The kudzu vine grows as much as a foot a day in Summer months, covering everything in its path. Well, in the South, we are nothing if not resourceful. We have found many uses for kudzu. Here are just a few:
Basket makers have found that the rubber-like vines are excellent for decorative and functional creations. Ruth Duncan of Greenville, Alabama makes over 200 kudzu baskets each year and says she doesn’t mind that people call her the “Queen of Kudzu.”
Regina Hines of Ball Ground, Georgia, has developed unique basket styles which incorporate curled kudzu vines. She weaves with other vines as well, but says that kudzu is the most versatile.
Nancy Basket of Walhalla, South Carolina, makes paper from kudzu which she uses in colorful collages. Her designs vary from geometric shapes to images of rural life and Native American themes.
Diane Hoots of Dahlonega, Georgia has developed a company to market her kudzu products which include kudzu blossom jelly and syrup, kudzu baskets, and books. Her book, Kudzu: The Vine to Love or Hate, co-written with Juanita Baldwin, is an in-depth study of the South’s love/hate relationship with the vine. The book includes recipes and basket making instructions.
Henry and Edith Edwards of Rutherfordton, North Carolina have found many uses for kudzu over the past 30 years. Henry produces over 1,000 bales of kudzu hay each year on his Kudzu Cow Farm. The hay is high in nutritive value, but many people have found kudzu difficult to cut and bale. Henry says the secret is to “cut it low and bale it high.”
Edith Edwards makes deep-fried kudzu leaves, kudzu quiche, and many other kudzu dishes. She found recipes in The Book of Kudzu: A Culinary and Healing Guide by William Shurtleff and Akiko Aoyagi, and thought this was a good use for a plentiful resource. She has demonstrated kudzu cooking for clubs, schools, and visitors to the Knoxville World’s Fair.

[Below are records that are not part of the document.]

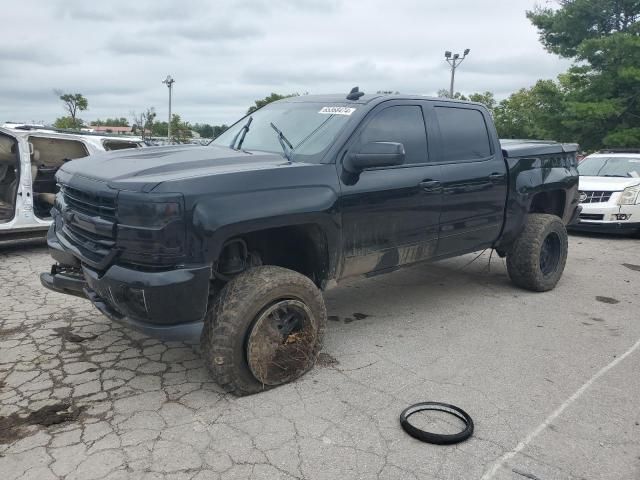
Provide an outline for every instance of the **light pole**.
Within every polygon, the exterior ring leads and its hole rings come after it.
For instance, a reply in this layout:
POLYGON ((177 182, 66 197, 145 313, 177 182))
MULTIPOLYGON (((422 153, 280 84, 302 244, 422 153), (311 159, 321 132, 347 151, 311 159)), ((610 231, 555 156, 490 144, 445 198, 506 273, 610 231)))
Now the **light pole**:
POLYGON ((444 52, 444 58, 447 60, 447 63, 451 65, 451 85, 449 86, 449 97, 451 98, 453 98, 453 82, 456 77, 456 68, 458 68, 462 61, 467 58, 467 55, 469 55, 470 51, 471 50, 469 50, 468 48, 465 49, 462 57, 459 53, 451 55, 451 52, 449 50, 444 52))
POLYGON ((167 87, 169 87, 169 122, 167 123, 167 137, 169 138, 169 141, 171 141, 171 90, 173 90, 175 80, 171 78, 171 75, 167 75, 167 78, 165 78, 162 83, 165 83, 167 87))

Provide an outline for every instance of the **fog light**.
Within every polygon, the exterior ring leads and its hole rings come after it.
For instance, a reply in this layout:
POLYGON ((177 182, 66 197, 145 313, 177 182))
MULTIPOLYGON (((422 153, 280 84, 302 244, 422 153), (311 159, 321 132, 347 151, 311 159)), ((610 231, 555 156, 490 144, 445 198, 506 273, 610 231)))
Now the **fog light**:
POLYGON ((613 216, 619 221, 629 220, 629 217, 631 217, 631 215, 627 213, 616 213, 613 216))

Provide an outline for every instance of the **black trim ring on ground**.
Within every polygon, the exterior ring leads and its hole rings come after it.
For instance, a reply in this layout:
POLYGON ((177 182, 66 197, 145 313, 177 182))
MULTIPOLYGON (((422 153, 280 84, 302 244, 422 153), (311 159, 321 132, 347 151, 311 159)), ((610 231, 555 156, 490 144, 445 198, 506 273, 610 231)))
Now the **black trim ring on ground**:
POLYGON ((473 420, 469 414, 455 405, 441 402, 422 402, 405 408, 400 414, 400 425, 402 426, 402 429, 413 438, 417 438, 418 440, 427 443, 435 443, 436 445, 452 445, 454 443, 460 443, 473 434, 473 420), (409 423, 409 417, 414 413, 422 412, 424 410, 435 410, 437 412, 444 412, 453 415, 464 422, 465 428, 461 432, 453 434, 433 433, 420 430, 409 423))

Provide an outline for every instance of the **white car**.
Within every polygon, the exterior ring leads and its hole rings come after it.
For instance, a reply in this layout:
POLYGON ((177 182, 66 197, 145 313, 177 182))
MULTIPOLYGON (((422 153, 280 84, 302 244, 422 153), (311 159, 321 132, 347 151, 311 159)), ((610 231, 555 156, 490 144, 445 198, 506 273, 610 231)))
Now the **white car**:
POLYGON ((640 150, 589 155, 578 172, 582 212, 573 229, 640 232, 640 150))
POLYGON ((79 135, 27 125, 0 127, 0 246, 44 239, 57 192, 55 173, 63 163, 142 146, 132 137, 79 135))

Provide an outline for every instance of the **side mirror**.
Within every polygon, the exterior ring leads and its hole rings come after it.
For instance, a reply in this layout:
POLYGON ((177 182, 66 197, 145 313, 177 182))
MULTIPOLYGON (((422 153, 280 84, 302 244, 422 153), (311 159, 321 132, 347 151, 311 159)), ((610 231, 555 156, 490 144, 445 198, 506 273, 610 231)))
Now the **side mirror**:
POLYGON ((344 159, 344 169, 353 174, 366 168, 392 167, 404 163, 404 145, 397 142, 371 142, 358 152, 348 154, 344 159))

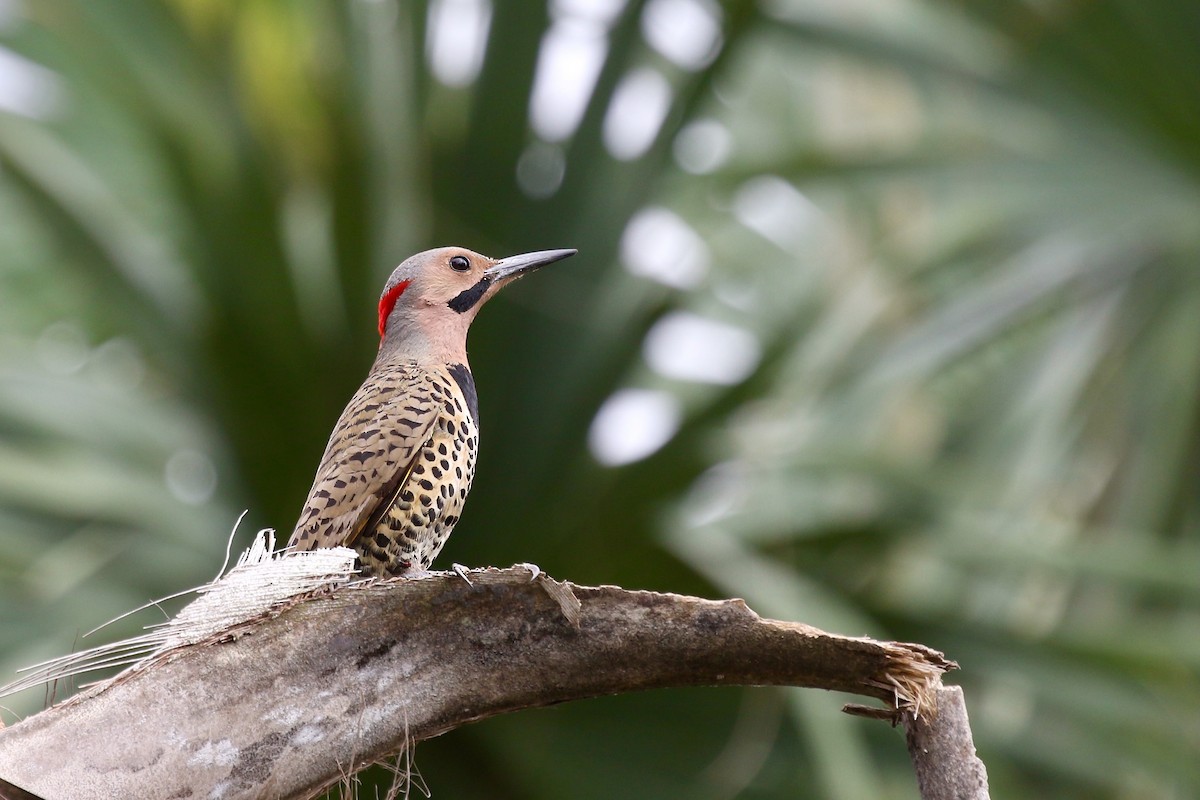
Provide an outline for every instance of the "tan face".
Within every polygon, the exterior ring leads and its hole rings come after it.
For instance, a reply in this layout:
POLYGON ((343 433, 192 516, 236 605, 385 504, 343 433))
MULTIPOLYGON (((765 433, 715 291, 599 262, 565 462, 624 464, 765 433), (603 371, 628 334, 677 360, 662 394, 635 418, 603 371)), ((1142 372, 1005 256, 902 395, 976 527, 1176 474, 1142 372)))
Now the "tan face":
MULTIPOLYGON (((424 286, 420 301, 427 306, 443 306, 455 313, 478 311, 500 285, 487 277, 495 259, 460 247, 435 251, 424 265, 424 286)), ((472 316, 474 314, 472 313, 472 316)))
MULTIPOLYGON (((407 259, 388 278, 379 300, 379 334, 399 322, 398 316, 425 318, 428 323, 447 317, 450 324, 466 326, 479 309, 503 286, 554 261, 574 255, 574 250, 542 250, 493 259, 462 247, 427 250, 407 259)), ((438 325, 438 328, 443 326, 438 325)))
MULTIPOLYGON (((484 271, 493 263, 487 256, 462 247, 427 250, 405 260, 388 278, 379 298, 380 337, 387 332, 397 306, 402 312, 425 307, 455 313, 449 303, 480 284, 484 271)), ((485 283, 478 291, 486 293, 488 288, 485 283)))

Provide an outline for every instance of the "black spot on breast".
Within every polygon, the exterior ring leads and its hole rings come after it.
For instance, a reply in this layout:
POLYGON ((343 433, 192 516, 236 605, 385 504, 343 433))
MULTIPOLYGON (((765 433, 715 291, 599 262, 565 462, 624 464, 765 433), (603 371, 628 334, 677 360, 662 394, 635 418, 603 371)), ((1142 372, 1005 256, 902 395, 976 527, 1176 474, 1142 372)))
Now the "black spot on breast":
MULTIPOLYGON (((458 384, 463 398, 467 401, 467 410, 471 412, 471 419, 478 425, 479 394, 475 391, 475 378, 472 377, 471 370, 467 369, 466 364, 451 364, 448 369, 450 370, 450 377, 454 378, 454 382, 458 384)), ((451 431, 451 433, 453 432, 451 431)))

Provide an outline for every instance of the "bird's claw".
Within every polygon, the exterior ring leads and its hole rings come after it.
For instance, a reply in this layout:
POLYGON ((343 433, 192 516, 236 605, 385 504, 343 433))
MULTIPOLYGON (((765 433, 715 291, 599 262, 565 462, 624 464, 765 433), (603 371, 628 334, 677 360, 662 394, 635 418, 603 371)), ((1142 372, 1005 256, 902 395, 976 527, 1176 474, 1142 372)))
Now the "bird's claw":
POLYGON ((541 567, 539 567, 537 564, 530 564, 528 561, 522 561, 520 564, 517 564, 516 566, 524 567, 525 569, 529 570, 529 582, 530 583, 533 583, 534 581, 536 581, 538 579, 538 576, 542 574, 541 567))
POLYGON ((469 577, 467 577, 467 573, 470 572, 470 570, 467 569, 466 567, 464 567, 462 564, 451 564, 450 569, 454 570, 455 575, 457 575, 458 577, 460 577, 464 581, 466 581, 467 586, 475 585, 475 584, 471 583, 471 579, 469 577))

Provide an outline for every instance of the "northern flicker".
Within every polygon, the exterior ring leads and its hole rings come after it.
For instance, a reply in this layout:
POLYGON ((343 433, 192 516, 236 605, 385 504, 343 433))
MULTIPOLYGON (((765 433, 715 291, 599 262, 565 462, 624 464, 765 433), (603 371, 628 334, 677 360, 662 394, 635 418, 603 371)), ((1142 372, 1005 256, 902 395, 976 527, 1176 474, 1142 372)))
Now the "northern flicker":
POLYGON ((334 426, 289 546, 346 546, 362 572, 423 572, 462 514, 479 447, 467 329, 505 284, 574 250, 418 253, 379 299, 379 354, 334 426))

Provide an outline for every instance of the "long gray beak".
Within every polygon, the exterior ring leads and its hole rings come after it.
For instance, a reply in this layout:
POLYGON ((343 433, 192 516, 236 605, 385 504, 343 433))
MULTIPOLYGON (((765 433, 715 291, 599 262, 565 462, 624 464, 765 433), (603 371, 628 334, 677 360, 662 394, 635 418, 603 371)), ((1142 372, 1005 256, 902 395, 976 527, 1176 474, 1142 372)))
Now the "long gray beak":
POLYGON ((508 258, 500 259, 484 270, 483 277, 492 283, 516 279, 528 272, 533 272, 539 267, 553 264, 555 261, 561 261, 578 252, 578 250, 572 248, 568 250, 538 250, 535 253, 522 253, 519 256, 509 256, 508 258))

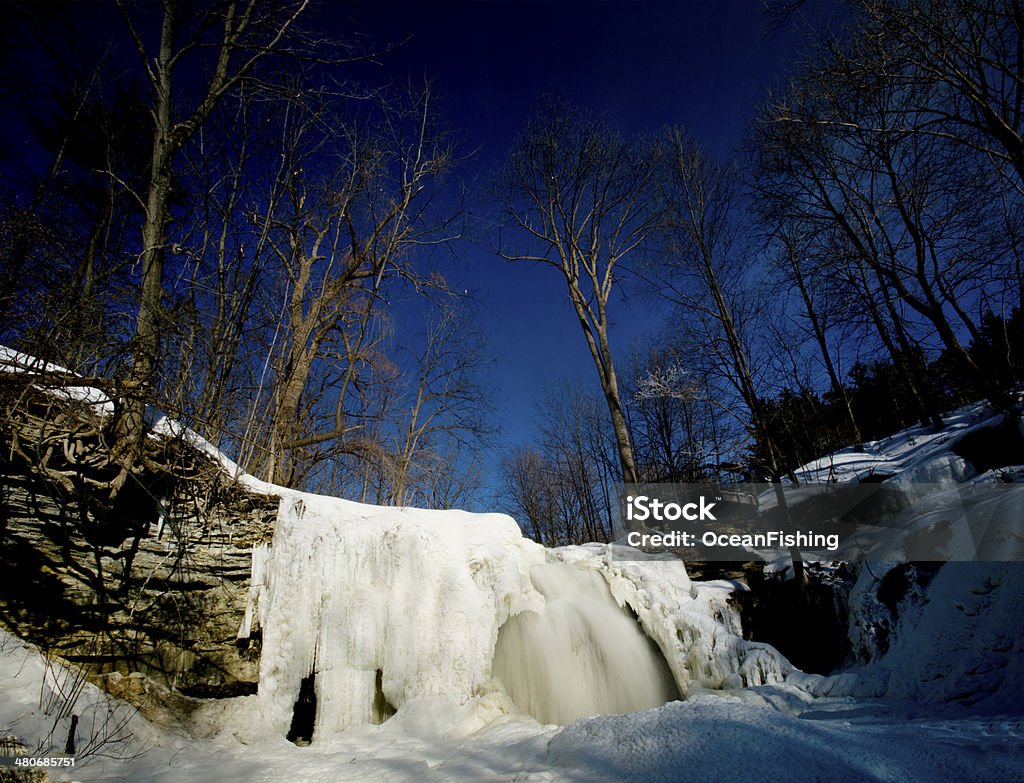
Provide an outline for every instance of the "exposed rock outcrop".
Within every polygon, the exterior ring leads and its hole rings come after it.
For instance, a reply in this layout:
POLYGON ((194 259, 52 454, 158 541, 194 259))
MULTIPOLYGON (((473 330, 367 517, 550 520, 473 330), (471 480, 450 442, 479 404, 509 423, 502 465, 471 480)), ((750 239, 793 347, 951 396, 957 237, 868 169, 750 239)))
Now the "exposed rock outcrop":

Kudzu blooms the end of July through September. It has attractive bunches of elongated, delicate purple flowers with a fragrance reminiscent of grapes. Use the blossoms to make jelly.
To cook with kudzu, Choose only the smallest, most tender leaves. Large leaves are too tough. Even the small leaves have plenty of body. Fresh and tender, the leaves have a flavor similar to that of a green bean. That’s because kudzu is a member of the legume family.
Wilma Clutter says: “Kudzu quiche and deep-fried kudzu leaves are wonderful. I’ve also eaten small kudzu leaves marinated in Italian dressing served on tofu sandwiches.”
Lagniappe: A recipe for Kudzu Rice Quiche
2 cups cooked rice
½ cup finely grated Swiss cheese
½ pound fresh, young kudzu leaves
2 tablespoons butter or margarine
½ teaspoon salt
1 cup cottage cheese
¼ cup grated Parmesan
6 tablespoons heavy cream or evaporated milk
¼ teaspoon nutmeg
6 drops hot sauce
• Preheat oven to 350 degrees. Grease a 9-inch pie pan or use an 8- or 9-inch square cake pan. In a medium bowl, beat 1 egg. Add rice and Swiss cheese. Stir well. Spread mixture evenly in prepared pan, making a crust. Refrigerate until ready to fill and bake.
• Cook kudzu leaves in a small amount of water, press to remove moisture and chop fine. Add butter and set aside.
• In a medium bowl, beat remaining 3 eggs. Stir in salt, cottage cheese, Parmesan cheese, heavy cream, hot sauce and nutmeg. When it’s blended, stir in Kudzu. Pour into prepared rice crust. Bake 30-35 minutes or until firm.